Now I know this comment will set the cat amongst the pigeons!

Most lawyers like to think of themselves as highly commercial and they are…as far as liability and risk go. However, this is not the same as a deep understanding of cost base, revenue, margin or the how and why of winning customers. There are few lawyers with this grasp of business fundamentals.

To be fair, lawyers do not have that much opportunity for real business exposure given their career structure.

Lawyers generally start in private practice where the business model is very simple – you bill for the hours that you work. That billing pays for your salary, the costs of running the firm and Partner profits. Mentally, many lawyers don’t get much further than that in terms of business management, particularly if they never reach senior management in a law firm because they’ve already moved in-house.

#2 - Lawyers are Objective

Don’t get me wrong, objectivity is a great skill in business. However, many lawyers become programmed over their career to produce legal advice considering multiple options. The impact of this is that lawyers are not used to personally committing to a course of action.

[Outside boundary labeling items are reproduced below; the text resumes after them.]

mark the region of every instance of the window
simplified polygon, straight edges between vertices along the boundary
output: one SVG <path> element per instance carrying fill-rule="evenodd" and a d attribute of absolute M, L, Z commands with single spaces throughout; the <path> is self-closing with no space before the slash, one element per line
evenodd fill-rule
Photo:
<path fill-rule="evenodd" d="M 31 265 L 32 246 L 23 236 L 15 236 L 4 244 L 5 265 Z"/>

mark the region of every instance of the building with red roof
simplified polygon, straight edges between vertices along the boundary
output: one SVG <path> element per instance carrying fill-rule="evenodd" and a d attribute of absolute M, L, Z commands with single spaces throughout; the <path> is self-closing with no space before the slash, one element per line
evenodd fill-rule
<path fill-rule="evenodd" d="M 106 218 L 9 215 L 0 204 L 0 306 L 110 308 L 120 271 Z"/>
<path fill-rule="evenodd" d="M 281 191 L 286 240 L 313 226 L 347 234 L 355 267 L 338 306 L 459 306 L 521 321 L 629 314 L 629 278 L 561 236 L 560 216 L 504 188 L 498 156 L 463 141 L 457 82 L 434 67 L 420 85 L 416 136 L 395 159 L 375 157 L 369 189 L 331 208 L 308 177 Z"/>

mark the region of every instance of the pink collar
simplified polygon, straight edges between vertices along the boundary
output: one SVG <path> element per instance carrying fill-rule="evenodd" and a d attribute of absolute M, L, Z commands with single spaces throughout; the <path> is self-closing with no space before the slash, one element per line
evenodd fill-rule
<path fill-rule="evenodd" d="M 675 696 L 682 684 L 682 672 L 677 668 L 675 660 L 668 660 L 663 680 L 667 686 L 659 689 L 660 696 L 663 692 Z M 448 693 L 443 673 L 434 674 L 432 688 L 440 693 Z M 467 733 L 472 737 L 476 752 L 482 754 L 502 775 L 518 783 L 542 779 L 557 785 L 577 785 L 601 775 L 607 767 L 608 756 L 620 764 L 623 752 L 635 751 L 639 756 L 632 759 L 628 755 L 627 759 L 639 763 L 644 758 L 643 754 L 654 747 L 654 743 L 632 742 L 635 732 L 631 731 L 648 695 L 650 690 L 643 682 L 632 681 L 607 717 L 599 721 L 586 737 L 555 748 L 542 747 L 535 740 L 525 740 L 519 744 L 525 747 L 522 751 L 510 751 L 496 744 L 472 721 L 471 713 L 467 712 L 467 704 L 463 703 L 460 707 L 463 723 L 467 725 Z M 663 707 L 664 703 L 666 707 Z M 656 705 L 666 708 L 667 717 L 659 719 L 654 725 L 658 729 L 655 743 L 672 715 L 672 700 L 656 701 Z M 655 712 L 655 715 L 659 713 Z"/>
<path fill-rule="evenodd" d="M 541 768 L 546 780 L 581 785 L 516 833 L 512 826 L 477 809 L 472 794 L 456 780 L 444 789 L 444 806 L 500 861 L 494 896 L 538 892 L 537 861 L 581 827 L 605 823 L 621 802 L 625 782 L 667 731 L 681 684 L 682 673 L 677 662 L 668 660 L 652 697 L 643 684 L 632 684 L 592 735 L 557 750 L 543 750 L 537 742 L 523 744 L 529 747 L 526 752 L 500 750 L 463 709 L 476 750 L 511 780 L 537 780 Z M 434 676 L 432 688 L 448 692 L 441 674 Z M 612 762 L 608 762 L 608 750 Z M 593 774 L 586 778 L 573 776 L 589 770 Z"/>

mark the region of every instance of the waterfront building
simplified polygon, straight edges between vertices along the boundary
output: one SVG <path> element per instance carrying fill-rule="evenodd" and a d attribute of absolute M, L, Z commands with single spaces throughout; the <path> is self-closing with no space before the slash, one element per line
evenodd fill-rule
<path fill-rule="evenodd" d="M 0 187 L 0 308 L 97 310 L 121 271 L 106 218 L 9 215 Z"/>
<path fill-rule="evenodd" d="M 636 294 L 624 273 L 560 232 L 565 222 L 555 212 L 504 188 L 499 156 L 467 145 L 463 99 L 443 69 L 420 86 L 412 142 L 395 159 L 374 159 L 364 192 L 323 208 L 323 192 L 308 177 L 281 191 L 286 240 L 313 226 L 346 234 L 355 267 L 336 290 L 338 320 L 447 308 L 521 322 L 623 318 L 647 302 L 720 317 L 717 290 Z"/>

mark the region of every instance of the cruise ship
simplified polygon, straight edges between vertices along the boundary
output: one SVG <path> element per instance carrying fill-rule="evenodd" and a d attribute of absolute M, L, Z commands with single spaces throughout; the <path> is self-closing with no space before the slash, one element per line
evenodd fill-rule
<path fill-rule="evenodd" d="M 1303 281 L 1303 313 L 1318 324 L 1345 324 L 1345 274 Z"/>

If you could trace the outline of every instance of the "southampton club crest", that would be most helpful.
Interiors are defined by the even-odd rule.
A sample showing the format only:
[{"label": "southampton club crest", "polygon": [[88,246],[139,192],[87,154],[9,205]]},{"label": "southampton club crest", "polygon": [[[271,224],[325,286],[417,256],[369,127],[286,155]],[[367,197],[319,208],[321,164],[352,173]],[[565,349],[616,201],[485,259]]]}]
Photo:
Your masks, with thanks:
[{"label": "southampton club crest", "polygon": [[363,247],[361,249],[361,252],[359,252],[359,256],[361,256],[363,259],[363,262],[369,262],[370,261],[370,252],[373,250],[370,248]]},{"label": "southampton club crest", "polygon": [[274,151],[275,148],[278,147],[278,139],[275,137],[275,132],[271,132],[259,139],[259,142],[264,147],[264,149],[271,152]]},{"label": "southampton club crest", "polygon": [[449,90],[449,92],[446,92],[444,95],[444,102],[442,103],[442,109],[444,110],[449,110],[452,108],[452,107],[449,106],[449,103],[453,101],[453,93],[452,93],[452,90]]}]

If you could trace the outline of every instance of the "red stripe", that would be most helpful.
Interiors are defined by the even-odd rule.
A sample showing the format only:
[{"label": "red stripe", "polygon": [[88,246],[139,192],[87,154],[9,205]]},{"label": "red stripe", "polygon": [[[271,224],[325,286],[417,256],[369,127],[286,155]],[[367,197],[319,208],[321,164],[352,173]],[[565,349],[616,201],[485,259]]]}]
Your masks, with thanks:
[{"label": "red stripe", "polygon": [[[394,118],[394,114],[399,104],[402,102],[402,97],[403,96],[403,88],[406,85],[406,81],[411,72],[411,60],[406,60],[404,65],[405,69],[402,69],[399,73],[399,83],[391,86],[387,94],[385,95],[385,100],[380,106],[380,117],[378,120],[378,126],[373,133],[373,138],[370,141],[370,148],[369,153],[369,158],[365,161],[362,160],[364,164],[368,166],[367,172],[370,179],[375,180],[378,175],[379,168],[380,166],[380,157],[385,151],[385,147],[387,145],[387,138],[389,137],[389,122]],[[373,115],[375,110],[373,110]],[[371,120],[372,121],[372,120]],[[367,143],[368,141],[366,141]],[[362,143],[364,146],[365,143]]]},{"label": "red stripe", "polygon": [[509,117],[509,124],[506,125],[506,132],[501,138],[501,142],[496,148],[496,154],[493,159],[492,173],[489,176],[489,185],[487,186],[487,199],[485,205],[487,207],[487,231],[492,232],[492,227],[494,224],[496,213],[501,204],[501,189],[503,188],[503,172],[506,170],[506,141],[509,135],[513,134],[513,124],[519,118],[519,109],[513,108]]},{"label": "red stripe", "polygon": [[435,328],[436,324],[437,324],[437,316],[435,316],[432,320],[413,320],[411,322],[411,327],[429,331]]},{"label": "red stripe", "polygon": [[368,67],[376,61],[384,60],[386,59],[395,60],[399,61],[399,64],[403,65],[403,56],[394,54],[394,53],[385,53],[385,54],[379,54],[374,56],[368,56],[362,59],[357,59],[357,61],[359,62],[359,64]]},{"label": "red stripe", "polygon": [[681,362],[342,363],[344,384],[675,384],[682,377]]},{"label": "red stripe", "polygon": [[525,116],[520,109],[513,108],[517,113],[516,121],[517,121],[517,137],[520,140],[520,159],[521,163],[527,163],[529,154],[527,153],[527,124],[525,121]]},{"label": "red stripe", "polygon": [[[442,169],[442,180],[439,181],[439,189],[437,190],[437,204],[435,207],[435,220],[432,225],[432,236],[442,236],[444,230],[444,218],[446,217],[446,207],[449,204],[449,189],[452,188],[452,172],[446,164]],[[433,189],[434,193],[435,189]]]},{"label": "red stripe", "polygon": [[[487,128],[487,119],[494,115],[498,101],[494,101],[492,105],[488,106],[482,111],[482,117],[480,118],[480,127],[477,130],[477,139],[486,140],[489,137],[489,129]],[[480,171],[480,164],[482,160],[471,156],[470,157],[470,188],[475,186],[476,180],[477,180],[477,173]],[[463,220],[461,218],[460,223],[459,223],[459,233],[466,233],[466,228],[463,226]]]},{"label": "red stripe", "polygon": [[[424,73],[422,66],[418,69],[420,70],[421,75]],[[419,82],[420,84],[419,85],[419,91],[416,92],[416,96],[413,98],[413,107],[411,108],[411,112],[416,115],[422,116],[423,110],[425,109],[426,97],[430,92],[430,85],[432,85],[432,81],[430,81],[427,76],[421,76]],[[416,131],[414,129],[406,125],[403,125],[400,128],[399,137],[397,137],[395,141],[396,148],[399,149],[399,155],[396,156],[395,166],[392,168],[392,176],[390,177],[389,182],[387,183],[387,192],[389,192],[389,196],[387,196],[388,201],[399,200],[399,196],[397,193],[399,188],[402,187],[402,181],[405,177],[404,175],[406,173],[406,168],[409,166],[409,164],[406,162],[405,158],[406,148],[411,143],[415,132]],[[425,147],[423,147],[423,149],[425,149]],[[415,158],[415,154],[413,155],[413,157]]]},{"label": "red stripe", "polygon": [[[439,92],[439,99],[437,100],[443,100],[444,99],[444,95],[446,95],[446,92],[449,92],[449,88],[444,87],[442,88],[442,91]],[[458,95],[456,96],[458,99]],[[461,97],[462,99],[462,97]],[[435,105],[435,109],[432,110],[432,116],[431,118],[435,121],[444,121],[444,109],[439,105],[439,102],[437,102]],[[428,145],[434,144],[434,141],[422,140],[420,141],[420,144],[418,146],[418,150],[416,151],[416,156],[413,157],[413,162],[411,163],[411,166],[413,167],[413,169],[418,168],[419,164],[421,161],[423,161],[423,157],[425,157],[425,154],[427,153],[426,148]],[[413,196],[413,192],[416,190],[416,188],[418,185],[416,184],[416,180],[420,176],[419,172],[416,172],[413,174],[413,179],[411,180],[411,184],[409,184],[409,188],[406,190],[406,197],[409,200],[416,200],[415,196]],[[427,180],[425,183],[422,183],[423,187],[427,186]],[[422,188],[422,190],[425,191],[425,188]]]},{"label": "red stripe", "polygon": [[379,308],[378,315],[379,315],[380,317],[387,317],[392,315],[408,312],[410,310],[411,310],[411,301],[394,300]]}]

Lawyers can often seem distanced from the debate in the room. This makes it easier for others to involve the in-house lawyer only in legal matters, rather than the wider discussions about the business.

Lawyers are used to presenting their objective advice to clients for the client to make the decision. When you combine this with a natural tendency towards risk aversion, lawyers are often uncomfortable making decisions which affect the business.

#3 - Lawyers Struggle with Leadership

Comparative to other industries, lawyers don’t normally get the opportunity to manage large numbers of staff early on in their career.

First line management experiences are often combined with a heavy personal workload without time set aside for people management. Most lawyers have not received much in the way of training when it comes to line management.

Later on in their careers when managing larger numbers of staff, some assume that if their staff are qualified and of a certain PQE level that they don’t really need managing anyway.

Whilst some people have a natural aptitude for leadership, for those that don’t and need to learn, experience managing people is a key foundation.

If you are able to motivate, persuade and inspire such that your staff buy in to you as a person, then you are likely developing the sort of skills needed to lead an organisation.

Overall, I think it’s a shame that GC’s – with their huge amounts of brain power – do not get more opportunities to lead the wider business.

I know there are GC’s out there who are natural leaders and have an entrepreneurial streak – they do exist! However, it feels like the sins of the many are visited on these few when it comes to the ultimate career progression.

So what’s the solution? I’m interested to receive comments from in-house lawyers on what needs to change in order that General Counsel is not the final title in someone’s career.